Division of Biostatistics and Health Data Science, School of Public Health, University of Minnesota, Minneapolis, MN 55414, USA.
Division of Biostatistics and Health Data Science, School of Public Health, University of Minnesota, Minneapolis, MN 55414, USA.
Am J Hum Genet. 2024 Sep 5;111(9):1834-1847. doi: 10.1016/j.ajhg.2024.07.007. Epub 2024 Aug 5.
Mendelian randomization (MR) utilizes genome-wide association study (GWAS) summary data to infer causal relationships between exposures and outcomes, offering a valuable tool for identifying disease risk factors. Multivariable MR (MVMR) estimates the direct effects of multiple exposures on an outcome. This study tackles the issue of highly correlated exposures commonly observed in metabolomic data, a situation where existing MVMR methods often face reduced statistical power due to multicollinearity. We propose a robust extension of the MVMR framework that leverages constrained maximum likelihood (cML) and employs a Bayesian approach for identifying independent clusters of exposure signals. Applying our method to the UK Biobank metabolomic data for the largest Alzheimer disease (AD) cohort through a two-sample MR approach, we identified two independent signal clusters for AD: glutamine and lipids, with posterior inclusion probabilities (PIPs) of 95.0% and 81.5%, respectively. Our findings corroborate the hypothesized roles of glutamate and lipids in AD, providing quantitative support for their potential involvement.

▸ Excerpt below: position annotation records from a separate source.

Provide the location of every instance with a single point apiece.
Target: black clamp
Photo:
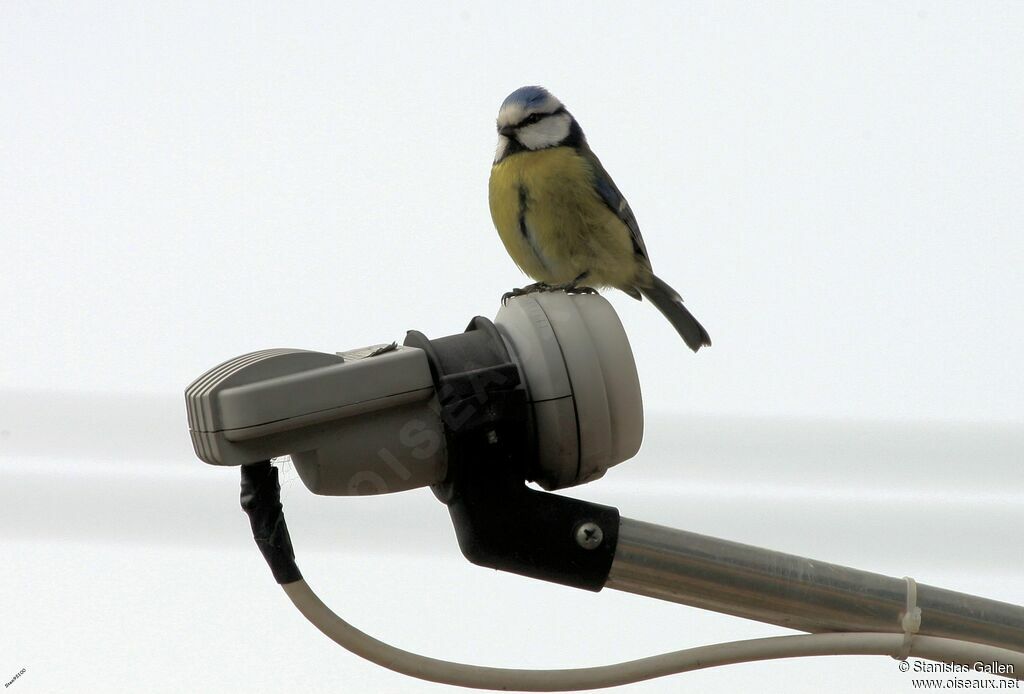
(500, 522)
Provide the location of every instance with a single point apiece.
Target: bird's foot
(567, 287)
(523, 291)
(573, 287)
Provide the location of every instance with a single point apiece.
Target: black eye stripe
(537, 118)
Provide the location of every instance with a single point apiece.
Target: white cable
(911, 618)
(423, 667)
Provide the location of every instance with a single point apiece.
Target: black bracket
(500, 522)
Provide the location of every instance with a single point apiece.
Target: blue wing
(609, 192)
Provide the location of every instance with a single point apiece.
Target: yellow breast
(554, 224)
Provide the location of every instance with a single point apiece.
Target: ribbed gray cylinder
(794, 592)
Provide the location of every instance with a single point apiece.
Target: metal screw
(589, 535)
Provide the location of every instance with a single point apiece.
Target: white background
(836, 190)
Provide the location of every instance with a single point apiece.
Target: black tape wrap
(261, 502)
(500, 522)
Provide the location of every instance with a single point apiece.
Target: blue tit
(562, 218)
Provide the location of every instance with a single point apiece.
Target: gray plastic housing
(368, 421)
(582, 382)
(357, 423)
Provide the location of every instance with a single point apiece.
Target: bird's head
(531, 118)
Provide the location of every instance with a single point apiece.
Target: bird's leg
(522, 291)
(572, 287)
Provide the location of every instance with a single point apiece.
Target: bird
(561, 217)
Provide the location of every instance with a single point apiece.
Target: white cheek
(503, 144)
(547, 133)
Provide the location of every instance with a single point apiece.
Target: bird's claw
(522, 291)
(568, 288)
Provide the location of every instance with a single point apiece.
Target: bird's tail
(667, 300)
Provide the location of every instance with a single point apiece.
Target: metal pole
(794, 592)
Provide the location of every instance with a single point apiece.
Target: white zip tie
(911, 619)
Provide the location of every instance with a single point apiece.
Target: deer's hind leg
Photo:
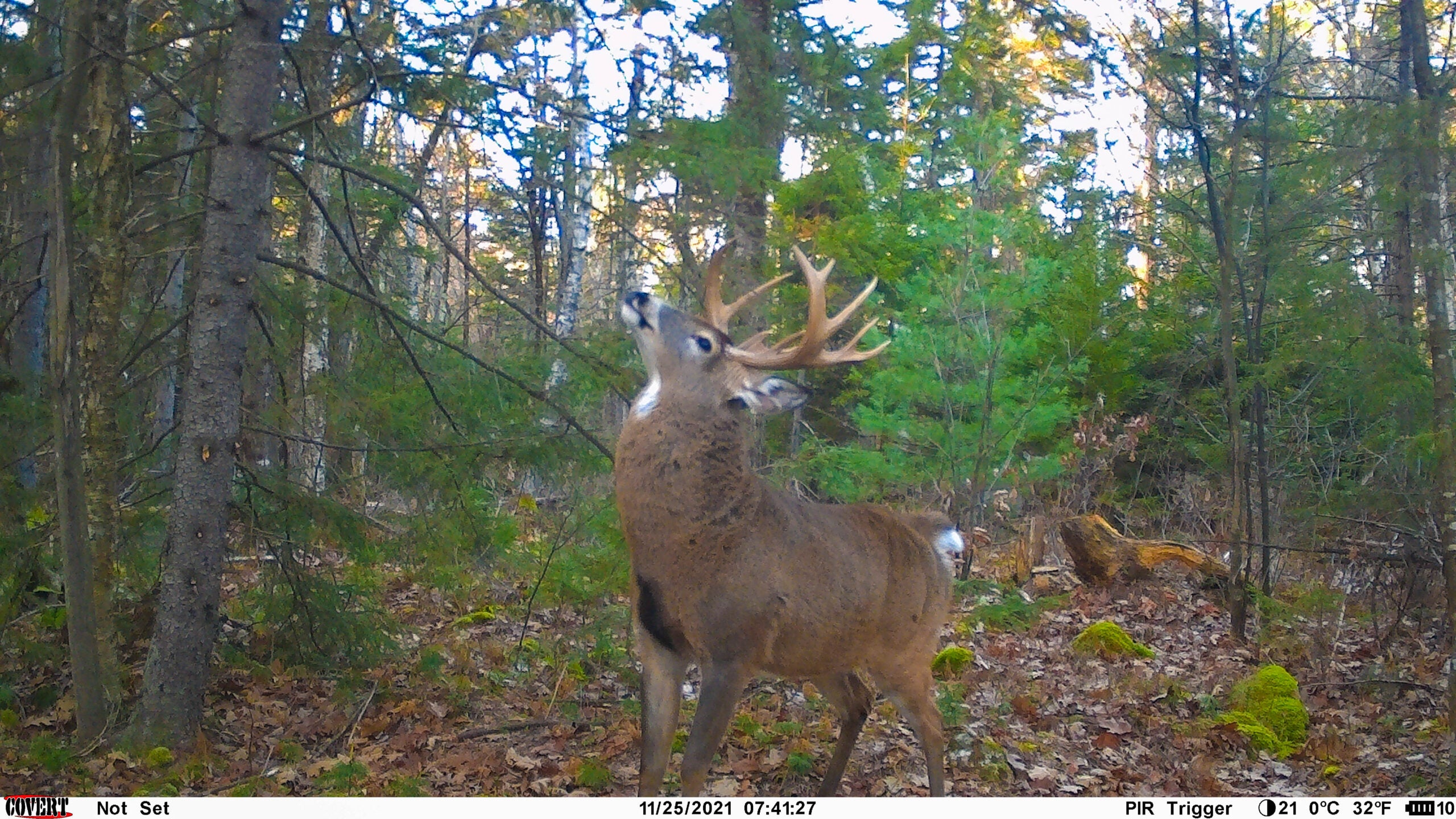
(912, 688)
(663, 674)
(852, 698)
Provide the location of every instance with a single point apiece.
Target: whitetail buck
(739, 576)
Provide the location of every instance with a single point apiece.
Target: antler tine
(717, 312)
(817, 330)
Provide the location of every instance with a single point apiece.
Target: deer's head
(693, 363)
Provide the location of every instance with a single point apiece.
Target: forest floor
(478, 704)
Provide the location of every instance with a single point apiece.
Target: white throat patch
(647, 400)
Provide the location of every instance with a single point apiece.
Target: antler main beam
(817, 331)
(719, 314)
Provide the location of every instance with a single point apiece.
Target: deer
(742, 577)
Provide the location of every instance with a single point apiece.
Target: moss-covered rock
(159, 757)
(1108, 639)
(1269, 701)
(1260, 737)
(951, 662)
(1269, 682)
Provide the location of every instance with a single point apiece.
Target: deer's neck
(683, 477)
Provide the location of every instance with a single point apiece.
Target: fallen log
(1101, 554)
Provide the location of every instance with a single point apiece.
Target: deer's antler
(809, 351)
(719, 314)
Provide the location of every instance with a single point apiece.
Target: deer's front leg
(723, 684)
(852, 698)
(661, 693)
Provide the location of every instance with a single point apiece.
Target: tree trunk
(1221, 225)
(573, 212)
(68, 372)
(108, 271)
(758, 111)
(235, 229)
(1430, 258)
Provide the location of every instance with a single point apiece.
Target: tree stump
(1101, 554)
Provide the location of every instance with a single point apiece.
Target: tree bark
(756, 110)
(68, 374)
(235, 231)
(1432, 260)
(573, 210)
(1219, 224)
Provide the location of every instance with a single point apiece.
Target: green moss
(1288, 719)
(951, 662)
(1269, 703)
(1269, 682)
(593, 776)
(1260, 737)
(1108, 639)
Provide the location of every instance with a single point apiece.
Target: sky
(1116, 115)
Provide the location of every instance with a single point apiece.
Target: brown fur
(743, 577)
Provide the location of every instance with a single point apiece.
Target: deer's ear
(772, 395)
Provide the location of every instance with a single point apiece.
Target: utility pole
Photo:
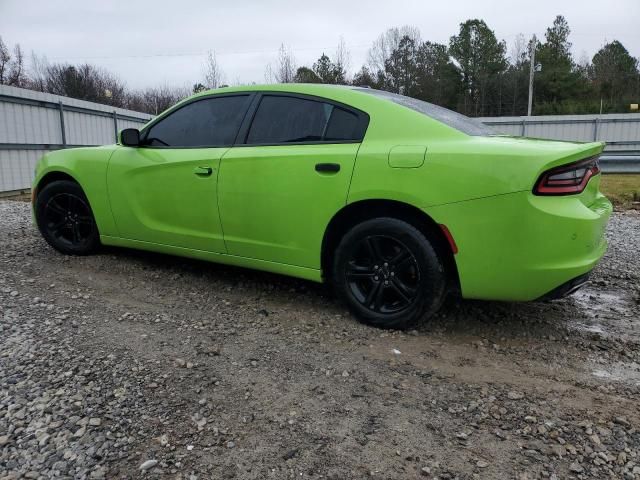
(532, 69)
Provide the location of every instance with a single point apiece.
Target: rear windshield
(460, 122)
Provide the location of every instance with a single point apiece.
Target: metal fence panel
(33, 123)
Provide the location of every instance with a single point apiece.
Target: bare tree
(213, 76)
(17, 75)
(37, 78)
(342, 60)
(387, 42)
(5, 58)
(285, 68)
(157, 99)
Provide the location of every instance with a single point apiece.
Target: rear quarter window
(456, 120)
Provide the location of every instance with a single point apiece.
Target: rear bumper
(520, 247)
(566, 288)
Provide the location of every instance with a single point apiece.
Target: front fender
(88, 167)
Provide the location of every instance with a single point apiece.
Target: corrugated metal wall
(31, 125)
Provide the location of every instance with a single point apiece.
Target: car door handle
(327, 167)
(203, 171)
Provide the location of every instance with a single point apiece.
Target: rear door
(290, 173)
(165, 191)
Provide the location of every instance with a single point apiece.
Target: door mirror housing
(130, 137)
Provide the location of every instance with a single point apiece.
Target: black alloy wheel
(65, 218)
(383, 275)
(388, 273)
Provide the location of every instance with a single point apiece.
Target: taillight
(567, 179)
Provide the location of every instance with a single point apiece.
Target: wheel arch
(53, 176)
(357, 212)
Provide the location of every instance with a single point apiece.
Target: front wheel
(388, 273)
(65, 219)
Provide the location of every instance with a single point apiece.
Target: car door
(165, 191)
(287, 176)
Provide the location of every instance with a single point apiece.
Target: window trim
(145, 131)
(241, 138)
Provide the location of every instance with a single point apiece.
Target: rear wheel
(388, 273)
(65, 219)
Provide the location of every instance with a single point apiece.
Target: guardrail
(621, 132)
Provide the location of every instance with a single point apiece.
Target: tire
(65, 219)
(392, 251)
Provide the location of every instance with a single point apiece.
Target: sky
(152, 43)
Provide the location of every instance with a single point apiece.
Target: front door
(165, 191)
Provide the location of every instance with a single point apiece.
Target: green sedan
(392, 201)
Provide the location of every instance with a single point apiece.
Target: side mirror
(130, 137)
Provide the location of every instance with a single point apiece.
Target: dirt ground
(134, 365)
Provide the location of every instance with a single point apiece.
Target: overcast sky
(148, 43)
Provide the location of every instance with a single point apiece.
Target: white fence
(33, 123)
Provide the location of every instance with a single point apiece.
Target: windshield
(460, 122)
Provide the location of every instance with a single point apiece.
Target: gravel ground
(133, 365)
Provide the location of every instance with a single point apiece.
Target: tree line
(473, 74)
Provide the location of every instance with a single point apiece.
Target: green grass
(622, 189)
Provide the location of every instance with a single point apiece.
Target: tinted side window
(288, 119)
(343, 125)
(209, 122)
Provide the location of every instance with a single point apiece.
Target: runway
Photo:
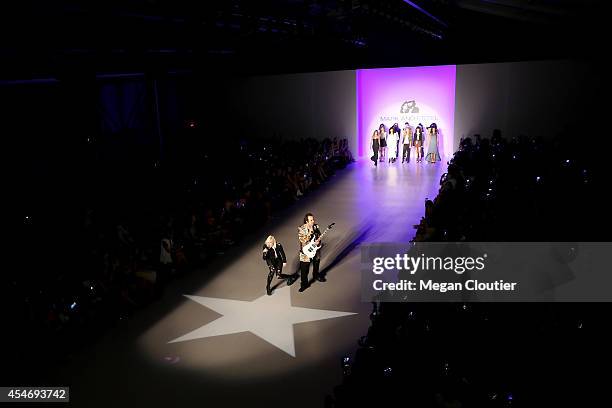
(217, 339)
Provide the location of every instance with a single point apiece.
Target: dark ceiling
(63, 38)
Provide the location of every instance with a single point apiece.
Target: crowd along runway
(217, 339)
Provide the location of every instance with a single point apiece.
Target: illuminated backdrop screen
(414, 95)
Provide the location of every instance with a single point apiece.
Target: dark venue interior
(158, 152)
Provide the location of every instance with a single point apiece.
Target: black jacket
(275, 260)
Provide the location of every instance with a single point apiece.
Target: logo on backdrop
(409, 107)
(410, 112)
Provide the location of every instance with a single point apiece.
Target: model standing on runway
(382, 133)
(433, 154)
(275, 258)
(392, 140)
(306, 232)
(406, 142)
(375, 147)
(418, 142)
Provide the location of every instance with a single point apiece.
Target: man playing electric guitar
(305, 234)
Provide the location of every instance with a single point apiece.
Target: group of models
(276, 259)
(389, 144)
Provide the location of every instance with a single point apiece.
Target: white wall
(531, 98)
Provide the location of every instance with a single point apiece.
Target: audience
(144, 223)
(483, 354)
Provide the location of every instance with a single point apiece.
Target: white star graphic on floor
(268, 317)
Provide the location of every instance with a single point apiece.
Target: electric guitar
(311, 248)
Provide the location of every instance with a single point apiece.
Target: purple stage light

孟德尔随机化(MR)利用全基因组关联研究(GWAS)汇总数据来推断暴露与结局之间的因果关系,为识别疾病风险因素提供了一种有价值的工具。多变量 MR(MVMR)估计了多种暴露对结局的直接影响。本研究解决了代谢组学数据中常见的高度相关暴露的问题,在这种情况下,由于共线性,现有的 MVMR 方法通常面临统计效力降低的问题。我们提出了一种稳健的 MVMR 框架扩展,利用约束最大似然(cML)并采用贝叶斯方法来识别暴露信号的独立聚类。通过两样本 MR 方法,我们将该方法应用于英国生物库代谢组学数据中最大的阿尔茨海默病(AD)队列,确定了 AD 的两个独立信号聚类:谷氨酰胺和脂质,后验纳入概率(PIP)分别为 95.0%和 81.5%。我们的发现证实了谷氨酸和脂质在 AD 中的假设作用,为它们潜在的参与提供了定量支持。